Many growers and their advisors are also seemingly acknowledging that the industry would benefit from using this type of technology. Agronomy and crop protection specialist Agrovista is one such advocate; having just developed Axis – a new cloud computing-based agronomy tool that utilises new crop recording software from Muddy Boots.
Lewis McKerrow, Agrovista’s precision technology manager, explains: “Our intention was always to make the system cloud-based so farmers could access and add to their information via multiple platforms, including smartphones, satellite-mapping equipment and their PCs.”
Axis will be very practical to use, plus McKerrow says it has an intuitive app-style access screen. “It will include a host of really practical management aids like yield and soil mapping, compliance date alerts, technical agronomic updates, seven-day weather forecasts, spray-window forecasts and product labels,” he notes.

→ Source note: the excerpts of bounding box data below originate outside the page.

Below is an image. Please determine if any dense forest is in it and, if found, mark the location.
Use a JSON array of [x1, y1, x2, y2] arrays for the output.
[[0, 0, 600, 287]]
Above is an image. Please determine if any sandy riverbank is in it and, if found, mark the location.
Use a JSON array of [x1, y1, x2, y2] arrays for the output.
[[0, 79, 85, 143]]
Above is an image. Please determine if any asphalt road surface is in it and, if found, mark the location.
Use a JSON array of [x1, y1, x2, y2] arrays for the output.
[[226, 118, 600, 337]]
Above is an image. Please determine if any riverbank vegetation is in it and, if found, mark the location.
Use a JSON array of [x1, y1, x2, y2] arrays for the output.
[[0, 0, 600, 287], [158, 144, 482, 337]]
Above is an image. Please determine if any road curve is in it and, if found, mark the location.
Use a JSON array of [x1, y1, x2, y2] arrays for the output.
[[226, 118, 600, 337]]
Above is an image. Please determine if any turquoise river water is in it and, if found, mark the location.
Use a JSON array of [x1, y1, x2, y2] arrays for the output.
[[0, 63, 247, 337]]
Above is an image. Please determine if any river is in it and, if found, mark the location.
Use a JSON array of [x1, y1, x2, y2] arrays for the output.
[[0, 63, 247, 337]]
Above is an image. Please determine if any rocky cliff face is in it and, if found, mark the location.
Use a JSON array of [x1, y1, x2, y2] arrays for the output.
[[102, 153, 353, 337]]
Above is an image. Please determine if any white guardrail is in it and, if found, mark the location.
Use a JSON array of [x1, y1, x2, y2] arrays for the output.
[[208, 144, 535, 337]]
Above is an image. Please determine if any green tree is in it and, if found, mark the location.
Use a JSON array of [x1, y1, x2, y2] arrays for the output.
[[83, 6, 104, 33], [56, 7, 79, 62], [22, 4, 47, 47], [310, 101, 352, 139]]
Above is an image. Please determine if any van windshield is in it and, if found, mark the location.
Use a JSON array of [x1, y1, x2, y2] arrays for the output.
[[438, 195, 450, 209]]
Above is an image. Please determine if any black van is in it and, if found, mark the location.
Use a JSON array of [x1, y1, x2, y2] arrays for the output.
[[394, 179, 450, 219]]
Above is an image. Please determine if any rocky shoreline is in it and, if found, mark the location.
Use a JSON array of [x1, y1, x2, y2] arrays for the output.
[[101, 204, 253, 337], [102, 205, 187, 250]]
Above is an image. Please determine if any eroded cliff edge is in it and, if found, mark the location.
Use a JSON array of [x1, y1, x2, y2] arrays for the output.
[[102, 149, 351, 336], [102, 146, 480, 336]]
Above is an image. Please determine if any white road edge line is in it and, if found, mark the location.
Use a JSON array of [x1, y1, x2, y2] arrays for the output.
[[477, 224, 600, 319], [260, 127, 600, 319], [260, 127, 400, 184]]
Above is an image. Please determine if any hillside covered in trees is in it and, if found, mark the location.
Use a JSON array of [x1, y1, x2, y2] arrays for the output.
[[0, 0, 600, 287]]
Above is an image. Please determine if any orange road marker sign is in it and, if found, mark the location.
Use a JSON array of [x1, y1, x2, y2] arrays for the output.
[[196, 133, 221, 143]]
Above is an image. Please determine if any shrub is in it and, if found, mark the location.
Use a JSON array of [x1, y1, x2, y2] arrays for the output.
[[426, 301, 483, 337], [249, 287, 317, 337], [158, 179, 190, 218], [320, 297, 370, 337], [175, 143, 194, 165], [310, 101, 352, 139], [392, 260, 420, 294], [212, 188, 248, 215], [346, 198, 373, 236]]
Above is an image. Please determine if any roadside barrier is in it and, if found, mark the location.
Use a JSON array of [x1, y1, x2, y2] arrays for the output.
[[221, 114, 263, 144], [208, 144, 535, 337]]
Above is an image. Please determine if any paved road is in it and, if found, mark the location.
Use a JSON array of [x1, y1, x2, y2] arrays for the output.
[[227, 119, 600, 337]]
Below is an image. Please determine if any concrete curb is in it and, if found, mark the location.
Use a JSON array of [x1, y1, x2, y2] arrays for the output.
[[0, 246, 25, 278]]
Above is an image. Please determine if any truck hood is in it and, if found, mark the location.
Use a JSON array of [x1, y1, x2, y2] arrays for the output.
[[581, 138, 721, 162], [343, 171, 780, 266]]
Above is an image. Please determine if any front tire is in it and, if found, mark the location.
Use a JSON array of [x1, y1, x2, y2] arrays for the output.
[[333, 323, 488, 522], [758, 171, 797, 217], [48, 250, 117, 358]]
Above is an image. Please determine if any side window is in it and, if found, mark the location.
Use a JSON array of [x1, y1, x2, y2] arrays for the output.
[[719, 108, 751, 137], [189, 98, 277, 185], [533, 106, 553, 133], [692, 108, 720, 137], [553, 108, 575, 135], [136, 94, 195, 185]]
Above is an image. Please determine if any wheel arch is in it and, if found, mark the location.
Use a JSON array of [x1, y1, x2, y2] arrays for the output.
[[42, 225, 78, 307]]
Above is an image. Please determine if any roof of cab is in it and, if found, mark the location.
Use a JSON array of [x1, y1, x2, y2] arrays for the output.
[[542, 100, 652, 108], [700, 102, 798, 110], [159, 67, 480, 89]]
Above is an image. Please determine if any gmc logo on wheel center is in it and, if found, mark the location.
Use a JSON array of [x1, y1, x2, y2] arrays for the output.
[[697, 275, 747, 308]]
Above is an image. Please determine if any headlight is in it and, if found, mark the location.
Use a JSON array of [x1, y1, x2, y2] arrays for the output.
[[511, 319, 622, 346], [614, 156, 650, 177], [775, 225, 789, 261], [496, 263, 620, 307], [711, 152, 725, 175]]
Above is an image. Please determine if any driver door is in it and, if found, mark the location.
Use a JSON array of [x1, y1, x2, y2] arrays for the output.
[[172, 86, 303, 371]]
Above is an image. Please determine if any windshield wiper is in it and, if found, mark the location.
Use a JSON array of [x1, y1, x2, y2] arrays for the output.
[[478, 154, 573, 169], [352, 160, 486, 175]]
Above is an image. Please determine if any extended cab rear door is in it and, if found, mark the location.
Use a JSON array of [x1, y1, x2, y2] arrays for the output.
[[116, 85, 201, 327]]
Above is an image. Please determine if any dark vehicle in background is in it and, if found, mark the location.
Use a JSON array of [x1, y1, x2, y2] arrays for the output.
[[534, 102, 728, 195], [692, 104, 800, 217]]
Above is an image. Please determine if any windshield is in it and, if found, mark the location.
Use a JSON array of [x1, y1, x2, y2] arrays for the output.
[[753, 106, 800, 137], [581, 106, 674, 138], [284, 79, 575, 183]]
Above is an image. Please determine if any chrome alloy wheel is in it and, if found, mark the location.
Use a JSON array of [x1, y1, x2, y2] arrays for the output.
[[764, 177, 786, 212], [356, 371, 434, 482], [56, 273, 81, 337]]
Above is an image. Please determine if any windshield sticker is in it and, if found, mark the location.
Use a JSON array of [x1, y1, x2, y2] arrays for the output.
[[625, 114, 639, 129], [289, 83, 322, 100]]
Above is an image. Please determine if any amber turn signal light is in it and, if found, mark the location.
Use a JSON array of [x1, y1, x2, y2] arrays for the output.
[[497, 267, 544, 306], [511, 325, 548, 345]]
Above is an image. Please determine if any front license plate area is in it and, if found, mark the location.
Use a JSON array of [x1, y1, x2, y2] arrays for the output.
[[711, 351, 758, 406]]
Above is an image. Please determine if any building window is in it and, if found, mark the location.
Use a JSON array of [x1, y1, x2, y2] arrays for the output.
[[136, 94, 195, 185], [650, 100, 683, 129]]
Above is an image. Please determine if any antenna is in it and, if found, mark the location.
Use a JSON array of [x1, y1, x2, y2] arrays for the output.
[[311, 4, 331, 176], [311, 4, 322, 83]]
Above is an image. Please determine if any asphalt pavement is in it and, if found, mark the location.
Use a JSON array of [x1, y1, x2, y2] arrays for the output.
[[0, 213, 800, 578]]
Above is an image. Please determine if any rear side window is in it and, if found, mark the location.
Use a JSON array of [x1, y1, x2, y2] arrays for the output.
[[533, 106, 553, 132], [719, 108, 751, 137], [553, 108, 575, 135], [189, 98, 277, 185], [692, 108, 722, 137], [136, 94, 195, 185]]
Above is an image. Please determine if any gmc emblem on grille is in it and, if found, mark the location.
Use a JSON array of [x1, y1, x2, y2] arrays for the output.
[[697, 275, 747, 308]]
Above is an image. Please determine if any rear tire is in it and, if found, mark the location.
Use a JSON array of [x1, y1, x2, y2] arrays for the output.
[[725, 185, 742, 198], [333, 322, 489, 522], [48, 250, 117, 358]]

Perhaps one of the key advantages of this type of system is that it enables growers to better communicate with the rest of their supply chain – including packers, marketers and ultimately buyers. Agrovista’s head of marketing Nick Rainsley explains that if, for instance, a grower utilises the Muddy Boots’ Green Light Grower Management part of the Axis system they can share field information with staff, managers, spray operators, and agronomists. Producers can also give access to the field/crop records to the marketing or buying companies to speed up audits so everything can be done online. “The records of any crop are always available and totally up to date,” he says.
Jon Barfoot, commercial director of fresh produce grower Barfoots, admits that “there’s absolutely a need” for this kind of technology in the industry. He also notes that the usage of apps encompasses the increasing adoption, and development of, precision technology in agriculture and horticulture.
“This type of technology that’s coming to the fore – to help identify as early as possible things like crop nutrition, pests and diseases – can really help the guys who are doing the job in the field to make decisions in real-time,” Barfoot says. “They can then report this information ‘upstream’ or ‘downstream’. It’s about having that quick decision-making and technology-driven support for farmers.”
Barfoot is also quick to point out that this kind of technology is already being rolled out globally. Trials in India, for example, have seen a mobile phone app successfully used on remote farms to record crop data that is used to help producers get timely crop insurance claims.
Changing the game
The use of smartphone technology on farms obviously has many benefits – but there are those who remain understandably sceptical.
Norfolk-based grower Andrew Wortley, whose firm OW Wortley & Sons supplies the market with Maris Peer salad potatoes, is one such example. “I do appreciate that we have to move forward but I’m still not a fan,” he says. “That’s what I pay my agronomist for – that’s his job. Farmers need to farm. I see so many farmers spending time on their laptops and not doing their jobs. We do need technology but it has to be technology that saves time because some of it wastes time – something often breaks or doesn’t work and you don’t know what to do.”
Barfoot admits that precision technology is augmenting the role of the grower – a fact that is likely to ruffle a few feathers. “Supported by this technology, we can make decisions with more authority and clarity,” he explains. “But this means that the average level of skill and savviness required has gone up massively – it does call for a high calibre of individuals in that environment. But if our farming gets better then we can increase our productivity and reduce our impact on the environment.
“Our retailers want us to become more efficient businesses that increase capacity and produce more food with fewer resources. They want us to be better at what we do, and so we have to have a conversation about how we can do this.”
Like it or not, smartphone technology is changing the way we grow food but perhaps it would be wise to remember, as Wortley suggests, “it’s about getting the balance right between the old and the new”.